In quei giorni di quattro anni fa diventarono celebri le immagini di piazza Duomo a Milano, dell’Ara Pacis a Roma, del Lungarno a Firenze: luoghi normalmente brulicanti di vita ridotti a deserti metropolitani, stritolati in una dimensione surreale che gli occhi coglievano ma l’anima faceva fatica ad accettare.
L’omologo varesino è rinvenibile ancora oggi in un bel video dell’agenzia Blitz, girato con il drone sopra il ponte di viale Europa. Schiacciamo play: le due carreggiate che scorrono sotto il viadotto sono prive di auto, di moto, di biciclette, di passanti, di tutta quella normalità che ogni giorno popola uno degli snodi viabilistici fondamentali della Città Giardino; una volante dei carabinieri presidia l’incrocio, pronta a fermare e interrogare; l’obiettivo della macchina fotografica volante a un certo punto si alza, si allarga, arriva a cogliere l’orizzonte, fatto di case, giardini, altre strade: è un paesaggio inanimato, freddo, somigliante a un presepe.
E poi c’è quella luce, che si posa sulle mimose già fiorite, un chiarore fin troppo accesso a queste latitudini per i primi di marzo… Quella luce lì è un ricordo che non se ne va, forse uno dei più intensi, anche dei più agghiaccianti se si pensa al contrasto creato dalla natura gioiosa su un mondo costretto a fermarsi come mai prima.
Era il 9 marzo 2000, il giorno in cui la serie di misure pensate per arginare la galoppante pandemia di Covid-19 venivano riassunte sotto il termine lockdown e applicate a tutto il territorio nazionale. Per Varese lo stravolgimento era già un dato di fatto da 36 ore, facendo essa parte di quel Nord Italia diventato focolaio del virus e per primo sottoposto al contenimento, ma arrivò in realtà due giorni dopo il momento in cui davvero la nostra provincia cadde a due piedi e definitivamente nell’incubo: l’11 marzo a Busto Arsizio morì infatti il dottor Roberto Stella, presidente dell’Ordine dei Medici varesini, simbolo di una lotta impari e a mani nude contro la malattia.

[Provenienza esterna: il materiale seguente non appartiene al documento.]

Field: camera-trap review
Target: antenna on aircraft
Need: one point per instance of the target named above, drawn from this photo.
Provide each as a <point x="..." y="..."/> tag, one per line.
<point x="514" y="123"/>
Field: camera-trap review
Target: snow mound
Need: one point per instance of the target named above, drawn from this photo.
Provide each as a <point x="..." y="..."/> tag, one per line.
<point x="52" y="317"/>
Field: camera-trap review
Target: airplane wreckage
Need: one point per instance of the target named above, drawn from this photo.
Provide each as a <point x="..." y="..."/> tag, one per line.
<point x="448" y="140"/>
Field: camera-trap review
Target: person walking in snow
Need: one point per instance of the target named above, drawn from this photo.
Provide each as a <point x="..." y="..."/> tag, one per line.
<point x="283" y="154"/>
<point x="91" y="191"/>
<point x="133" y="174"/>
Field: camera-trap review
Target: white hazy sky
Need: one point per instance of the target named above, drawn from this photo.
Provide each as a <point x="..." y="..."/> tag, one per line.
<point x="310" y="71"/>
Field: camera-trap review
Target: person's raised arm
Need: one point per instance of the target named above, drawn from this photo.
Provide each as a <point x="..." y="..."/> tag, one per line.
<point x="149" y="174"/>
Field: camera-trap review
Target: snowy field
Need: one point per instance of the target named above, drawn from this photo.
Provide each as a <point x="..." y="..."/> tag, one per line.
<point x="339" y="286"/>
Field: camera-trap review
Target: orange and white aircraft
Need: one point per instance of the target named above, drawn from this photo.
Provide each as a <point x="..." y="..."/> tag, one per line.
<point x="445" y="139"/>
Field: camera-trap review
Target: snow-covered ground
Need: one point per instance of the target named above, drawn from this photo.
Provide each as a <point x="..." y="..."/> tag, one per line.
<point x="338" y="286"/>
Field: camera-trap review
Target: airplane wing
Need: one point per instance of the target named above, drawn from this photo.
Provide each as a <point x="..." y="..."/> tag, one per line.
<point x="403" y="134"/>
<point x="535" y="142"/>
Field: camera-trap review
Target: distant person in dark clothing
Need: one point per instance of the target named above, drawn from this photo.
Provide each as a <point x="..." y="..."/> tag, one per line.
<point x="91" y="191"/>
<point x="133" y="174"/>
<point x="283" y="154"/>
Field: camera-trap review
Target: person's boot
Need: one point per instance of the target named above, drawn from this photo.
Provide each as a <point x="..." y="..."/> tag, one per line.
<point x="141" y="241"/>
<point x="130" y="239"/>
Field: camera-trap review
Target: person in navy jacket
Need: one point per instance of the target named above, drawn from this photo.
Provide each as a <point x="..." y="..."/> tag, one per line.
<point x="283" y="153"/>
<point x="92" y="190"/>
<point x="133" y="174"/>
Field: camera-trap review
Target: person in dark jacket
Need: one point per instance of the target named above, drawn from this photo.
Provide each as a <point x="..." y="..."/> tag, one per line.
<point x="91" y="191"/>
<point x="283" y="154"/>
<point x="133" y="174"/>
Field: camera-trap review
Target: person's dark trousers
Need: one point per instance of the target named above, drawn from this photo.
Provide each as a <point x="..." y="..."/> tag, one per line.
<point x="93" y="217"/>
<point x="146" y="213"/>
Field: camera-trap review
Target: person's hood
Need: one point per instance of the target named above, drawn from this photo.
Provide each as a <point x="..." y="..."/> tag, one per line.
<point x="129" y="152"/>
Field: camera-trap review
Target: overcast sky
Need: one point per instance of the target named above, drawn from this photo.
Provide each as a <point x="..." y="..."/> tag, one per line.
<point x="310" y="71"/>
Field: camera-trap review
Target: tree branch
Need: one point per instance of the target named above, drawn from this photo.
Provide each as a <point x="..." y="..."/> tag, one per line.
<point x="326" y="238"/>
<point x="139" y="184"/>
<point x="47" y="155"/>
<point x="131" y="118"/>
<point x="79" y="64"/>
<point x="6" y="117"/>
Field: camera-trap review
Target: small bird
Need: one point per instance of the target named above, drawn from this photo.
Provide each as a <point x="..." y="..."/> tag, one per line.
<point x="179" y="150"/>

Lì Varese si confrontò con la paura.
Anche a distanza di quattro anni non è facile parlare o scrivere di quei tempi, di quelle giornate che poi divennero mesi, perché non bastano alcuni “brani” condivisi a tracciare una linea comune di sensazioni, reazioni, vissuto. Nemmeno per un giornalista, categoria il cui destino, in quei giorni, subì una sorte peculiare.
I cronisti in un certo senso furono più fortunati di altri, perché non costretti ad abbandonare la propria professione. Ma la sfida straniante fu quella di doversi cimentare con una comunicazione completamente a distanza, soppresse le sedi, le redazioni, gli incontri e i passi consumati per strade ormai irrimediabilmente vuote. Come raccontare, cosa raccontare quando l’orizzonte fisico più raggiungibile diventa la finestra di casa affacciata su un mondo che non c’è più?
E allora si sperimentarono la radio fatta con il microfono del pc (invece che quello del mixer) e le redazioni su whatsapp, le interviste telefoniche a rimembrare la vita che c’era prima e a vaticinare quella che ci sarebbe stata dopo, le rubriche di cucina e quelle sulla letteratura. Ci si improvvisò ragionieri di numeri macabri, fossero essi contagi o vittime, e ci si piegò all’oggettività rapida dei bollettini, aggiungendo un quid di pigrizia a una professione che – ormai avvezza a cercare le notizie sui social invece che con le proprie scarpe – non ne aveva per nulla bisogno.
Ritornarvi con la mente è angoscia e sospensione. Ma anche domanda: come reagiremmo oggi alla medesima esperienza? Abbiamo imparato qualcosa? Saremmo capaci stavolta di far entrare anche dentro di noi la magnifica luce che in quei giorni di marzo 2020 vi restava irrimediabilmente fuori, a illuminare le quinte di un’esistenza che non era più nostra?